In his talk titled “Artist Canvas Reality,” Seligmann likewise rejects realism but then poses an alternative quite different from Breton’s. To Seligmann every representation is partial and coded, and thus a claim to realism is always false. Vulgar mimesis is incapable of “creation” and can produce only a “deception.” For him “there is not such a thing as objective reality.” On the other hand “Reality is the All,” the contents of the artist’s mind no less than the tree before his eyes.
Breton treated reason with contempt, saying it was operative only upon trivial occasions (dismissing at the same time aesthetic and moral concerns) while to Seligmann rational conscious planning was critical to art. He directly challenges Breton by declaring that spontaneous or automatic creation cannot exist.

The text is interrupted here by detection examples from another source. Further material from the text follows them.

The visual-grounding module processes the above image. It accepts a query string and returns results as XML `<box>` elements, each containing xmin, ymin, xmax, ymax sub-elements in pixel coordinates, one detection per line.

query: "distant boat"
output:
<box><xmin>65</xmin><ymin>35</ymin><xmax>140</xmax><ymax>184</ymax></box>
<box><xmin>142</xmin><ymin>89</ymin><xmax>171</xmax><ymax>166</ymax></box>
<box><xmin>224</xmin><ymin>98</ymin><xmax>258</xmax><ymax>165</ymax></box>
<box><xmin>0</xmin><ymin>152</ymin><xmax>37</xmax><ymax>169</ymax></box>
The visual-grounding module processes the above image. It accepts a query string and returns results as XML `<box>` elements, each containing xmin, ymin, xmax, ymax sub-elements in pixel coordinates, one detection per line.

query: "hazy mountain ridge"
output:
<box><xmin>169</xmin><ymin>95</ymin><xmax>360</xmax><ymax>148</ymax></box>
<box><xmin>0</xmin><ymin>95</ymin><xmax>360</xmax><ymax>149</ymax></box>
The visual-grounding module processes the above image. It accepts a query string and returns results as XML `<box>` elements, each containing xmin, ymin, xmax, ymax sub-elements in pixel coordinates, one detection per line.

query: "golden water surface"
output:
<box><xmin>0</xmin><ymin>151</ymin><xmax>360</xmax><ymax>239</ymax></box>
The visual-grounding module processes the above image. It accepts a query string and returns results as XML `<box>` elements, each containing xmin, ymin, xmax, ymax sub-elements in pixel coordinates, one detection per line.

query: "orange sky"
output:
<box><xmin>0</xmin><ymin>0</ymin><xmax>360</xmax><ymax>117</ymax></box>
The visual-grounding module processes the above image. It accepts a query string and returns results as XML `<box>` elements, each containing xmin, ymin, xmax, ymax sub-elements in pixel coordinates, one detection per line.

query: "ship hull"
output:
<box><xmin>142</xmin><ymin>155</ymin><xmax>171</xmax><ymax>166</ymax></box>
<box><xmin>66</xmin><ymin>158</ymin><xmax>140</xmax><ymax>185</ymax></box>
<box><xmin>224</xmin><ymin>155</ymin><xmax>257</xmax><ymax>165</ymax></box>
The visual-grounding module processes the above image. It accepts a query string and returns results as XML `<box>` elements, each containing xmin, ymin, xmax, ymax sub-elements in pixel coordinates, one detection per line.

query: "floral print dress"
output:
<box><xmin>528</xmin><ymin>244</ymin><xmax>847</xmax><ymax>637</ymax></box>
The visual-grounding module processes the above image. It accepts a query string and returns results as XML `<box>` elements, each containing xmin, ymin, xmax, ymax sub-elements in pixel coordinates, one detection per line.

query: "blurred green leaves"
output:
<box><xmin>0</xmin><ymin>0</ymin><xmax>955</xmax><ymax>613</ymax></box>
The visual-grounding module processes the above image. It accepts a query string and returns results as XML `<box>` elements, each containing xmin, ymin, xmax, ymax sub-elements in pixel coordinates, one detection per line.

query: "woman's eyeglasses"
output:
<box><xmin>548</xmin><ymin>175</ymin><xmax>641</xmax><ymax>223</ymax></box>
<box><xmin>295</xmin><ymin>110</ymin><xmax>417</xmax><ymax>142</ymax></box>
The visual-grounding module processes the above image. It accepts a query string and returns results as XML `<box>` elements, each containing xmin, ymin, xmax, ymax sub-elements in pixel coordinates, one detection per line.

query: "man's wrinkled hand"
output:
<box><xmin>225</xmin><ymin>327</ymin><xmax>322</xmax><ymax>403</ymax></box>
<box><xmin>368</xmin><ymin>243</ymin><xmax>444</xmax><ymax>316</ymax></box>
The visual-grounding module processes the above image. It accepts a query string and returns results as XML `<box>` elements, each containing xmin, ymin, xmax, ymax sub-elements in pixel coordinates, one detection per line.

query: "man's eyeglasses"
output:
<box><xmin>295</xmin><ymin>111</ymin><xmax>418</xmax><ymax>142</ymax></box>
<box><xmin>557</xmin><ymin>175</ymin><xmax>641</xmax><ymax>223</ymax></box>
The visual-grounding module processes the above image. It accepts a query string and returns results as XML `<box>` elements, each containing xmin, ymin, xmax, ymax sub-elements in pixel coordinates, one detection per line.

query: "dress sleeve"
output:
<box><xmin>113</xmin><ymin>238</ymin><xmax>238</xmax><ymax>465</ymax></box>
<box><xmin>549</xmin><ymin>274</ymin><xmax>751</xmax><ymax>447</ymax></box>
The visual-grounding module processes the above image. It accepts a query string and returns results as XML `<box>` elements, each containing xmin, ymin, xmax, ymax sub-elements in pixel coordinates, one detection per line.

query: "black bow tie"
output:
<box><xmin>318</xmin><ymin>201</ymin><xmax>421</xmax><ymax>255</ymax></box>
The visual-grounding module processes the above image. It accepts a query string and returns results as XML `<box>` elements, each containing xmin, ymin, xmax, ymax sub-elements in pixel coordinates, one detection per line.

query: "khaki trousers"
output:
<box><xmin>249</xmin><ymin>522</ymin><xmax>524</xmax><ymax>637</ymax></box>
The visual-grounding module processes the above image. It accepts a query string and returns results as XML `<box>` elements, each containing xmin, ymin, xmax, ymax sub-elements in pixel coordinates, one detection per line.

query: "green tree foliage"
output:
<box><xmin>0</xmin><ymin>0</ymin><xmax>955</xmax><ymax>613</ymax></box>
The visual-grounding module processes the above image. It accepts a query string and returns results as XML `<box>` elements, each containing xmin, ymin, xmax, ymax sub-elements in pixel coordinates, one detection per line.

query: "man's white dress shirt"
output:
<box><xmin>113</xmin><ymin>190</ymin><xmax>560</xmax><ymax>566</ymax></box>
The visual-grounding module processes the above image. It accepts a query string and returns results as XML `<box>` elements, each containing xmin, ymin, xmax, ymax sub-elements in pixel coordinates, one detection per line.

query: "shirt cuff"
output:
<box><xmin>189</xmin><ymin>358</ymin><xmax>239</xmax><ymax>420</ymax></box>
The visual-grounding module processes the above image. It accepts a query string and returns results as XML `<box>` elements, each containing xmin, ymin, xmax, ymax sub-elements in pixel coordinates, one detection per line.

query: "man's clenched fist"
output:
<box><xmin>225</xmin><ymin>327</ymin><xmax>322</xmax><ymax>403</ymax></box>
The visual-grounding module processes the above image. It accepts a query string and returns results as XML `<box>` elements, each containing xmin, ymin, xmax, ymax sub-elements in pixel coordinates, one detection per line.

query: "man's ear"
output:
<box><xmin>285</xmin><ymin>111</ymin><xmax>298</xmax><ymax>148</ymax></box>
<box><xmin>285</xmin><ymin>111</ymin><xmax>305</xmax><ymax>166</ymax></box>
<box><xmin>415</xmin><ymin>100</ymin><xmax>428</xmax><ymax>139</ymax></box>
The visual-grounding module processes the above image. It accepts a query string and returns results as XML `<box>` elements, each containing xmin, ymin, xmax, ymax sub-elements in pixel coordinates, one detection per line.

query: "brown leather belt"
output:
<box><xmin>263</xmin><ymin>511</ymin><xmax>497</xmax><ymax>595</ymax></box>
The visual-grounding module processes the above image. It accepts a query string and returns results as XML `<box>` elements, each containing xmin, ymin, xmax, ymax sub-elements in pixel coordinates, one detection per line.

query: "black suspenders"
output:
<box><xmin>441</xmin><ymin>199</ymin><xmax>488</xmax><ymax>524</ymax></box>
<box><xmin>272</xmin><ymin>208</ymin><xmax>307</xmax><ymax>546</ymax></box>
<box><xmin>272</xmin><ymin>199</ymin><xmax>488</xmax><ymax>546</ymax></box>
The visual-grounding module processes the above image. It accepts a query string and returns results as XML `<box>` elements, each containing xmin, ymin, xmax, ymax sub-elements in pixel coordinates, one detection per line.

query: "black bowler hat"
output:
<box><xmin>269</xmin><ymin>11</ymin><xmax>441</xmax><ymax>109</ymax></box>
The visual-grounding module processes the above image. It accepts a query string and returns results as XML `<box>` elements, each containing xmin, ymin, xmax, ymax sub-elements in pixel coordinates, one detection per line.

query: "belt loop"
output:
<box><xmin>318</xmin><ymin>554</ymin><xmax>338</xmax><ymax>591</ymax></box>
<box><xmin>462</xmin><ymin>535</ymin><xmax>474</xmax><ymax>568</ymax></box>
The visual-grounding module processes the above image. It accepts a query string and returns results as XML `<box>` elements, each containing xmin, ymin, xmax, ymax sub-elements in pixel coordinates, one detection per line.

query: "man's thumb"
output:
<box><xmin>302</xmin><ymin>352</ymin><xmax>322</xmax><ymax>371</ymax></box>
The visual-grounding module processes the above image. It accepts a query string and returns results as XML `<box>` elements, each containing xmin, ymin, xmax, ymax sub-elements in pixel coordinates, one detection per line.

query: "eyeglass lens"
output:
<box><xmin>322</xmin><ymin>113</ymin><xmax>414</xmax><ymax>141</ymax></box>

For Seligmann Mind takes an equal role with what he calls Psyche in the “struggle upon the canvas” that generates art.
Experience to Seligmann is inevitably subjective. Art is “an interpretation of an interpretation” which is again reinterpreted by the viewer, but, far from a diminished vision (as it seemed to Plato), this subtle process is for Seligmann the precise way to signify human experience. Whereas Breton had defined Surrealism as “psychic automatism,” “free from any control,” Seligmann pursued art that reflected the human mind, committed at once to the objective and subjective, the conscious and unconscious. Instead of fishing for truth in the deep waters of dreams, or even beyond, in the chartless realms of chance, Seligmann sought out of the dialectic between the rational and the irrational to produce the “mysterious transubstantiation” of art.